Olympia’s spring Arts Walk dodges showers

Artists and art lovers alike are finding harmony this weekend in downtown Olympia’s spring Arts Walk.

Nearly 120 businesses are participating in this twice-annual cultural mainstay that celebrates the visual, the musical and the culinary sides of art. Friday evening’s opening event was threatened by April showers, but the rain mostly held off for earlier events.

“Good art always creates a dialogue,” said Nathan Barnes, whose first solo Arts Walk exhibit “Strangely Familial” is on display at Salon Refu. Inspired by families and close friends, these portraits combine the real with the surreal — a toddler’s innocent face fused with tadpole eggs, for example — to make an immediate emotional impact.

“I like to make people think,” said Barnes, who also runs the art gallery at South Puget Sound Community College.

One newcomer to Arts Walk is Primeval Ink Tattoo near Fifth Avenue and Washington Street. Co-owners Suzanne Shepherd and Andi Lineweaver moved downtown last fall specifically to be closer to fellow artists. Their original drawings and acrylic paintings adorn the walls of the shop.

“Downtown Olympia has the most wonderful energy,” Shepherd said Friday as Arts Walk got underway. “I was excited to get involved.”

Aside from live music on nearly every block, a handful of street performers added to the festive ambiance.

Armed with a steady stream of jokes, Jules McEvoy of One Fine Fool entertained a rapt audience by cartwheeling with a spinning ball on his finger and even juggling a toddler named Hawk. For the latter, he shifted the kid from arm to arm while tossing a pair of chainmail balls, then rewarded his little volunteer with a $5 bill.

In the grand finale, McEvoy juggled three flaming torches as he balanced a flaming 5-foot rusty scythe on his chin.

“As a general rule, if you can’t do it,” he told the crowd, “you should be applauding.”

Some art exhibits were charity-minded, such as a silent auction for an array of painted umbrellas at Splash Gallery, with proceeds benefitting Nova School in Olympia.
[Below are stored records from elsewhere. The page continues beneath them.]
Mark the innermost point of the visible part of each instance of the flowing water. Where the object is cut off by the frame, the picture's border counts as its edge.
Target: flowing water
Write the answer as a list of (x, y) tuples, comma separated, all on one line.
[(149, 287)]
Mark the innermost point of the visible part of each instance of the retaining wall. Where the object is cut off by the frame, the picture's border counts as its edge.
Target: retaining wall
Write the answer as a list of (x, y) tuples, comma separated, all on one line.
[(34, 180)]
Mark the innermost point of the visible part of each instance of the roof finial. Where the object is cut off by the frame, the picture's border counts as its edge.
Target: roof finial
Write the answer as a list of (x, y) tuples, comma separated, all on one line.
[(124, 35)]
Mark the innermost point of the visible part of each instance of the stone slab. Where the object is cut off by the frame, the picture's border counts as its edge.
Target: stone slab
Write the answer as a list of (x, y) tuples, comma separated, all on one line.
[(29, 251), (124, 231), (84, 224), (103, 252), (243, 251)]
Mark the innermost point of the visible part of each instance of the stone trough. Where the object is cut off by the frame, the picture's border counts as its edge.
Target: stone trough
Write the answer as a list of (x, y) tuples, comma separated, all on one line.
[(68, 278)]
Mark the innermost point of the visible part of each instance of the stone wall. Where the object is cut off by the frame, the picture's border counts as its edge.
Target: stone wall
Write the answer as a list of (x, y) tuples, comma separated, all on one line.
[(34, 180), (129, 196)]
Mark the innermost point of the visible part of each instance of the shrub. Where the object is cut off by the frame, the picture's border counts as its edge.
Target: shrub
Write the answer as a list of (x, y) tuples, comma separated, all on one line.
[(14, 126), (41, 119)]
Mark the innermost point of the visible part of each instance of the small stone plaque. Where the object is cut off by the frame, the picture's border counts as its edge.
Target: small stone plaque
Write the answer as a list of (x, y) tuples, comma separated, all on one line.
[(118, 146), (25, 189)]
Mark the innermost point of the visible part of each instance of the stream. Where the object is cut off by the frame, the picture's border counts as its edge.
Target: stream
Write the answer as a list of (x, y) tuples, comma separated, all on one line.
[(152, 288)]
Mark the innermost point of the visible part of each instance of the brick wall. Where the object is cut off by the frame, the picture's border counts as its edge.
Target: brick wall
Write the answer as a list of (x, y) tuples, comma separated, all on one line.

Others touched on serious topics, including a presentation by Roots and Leaves of Solidarity: Interactive Theatre of the Oppressed. The skit involved four women who posed in a series of vignettes that illustrated the oppressive conditions created by a patriarchical society.

Festivities Saturday (April 25) include the legendary Procession of the Species, a lovably weird parade that attracts thousands of participants wearing homemade costumes that pay homage to the natural world.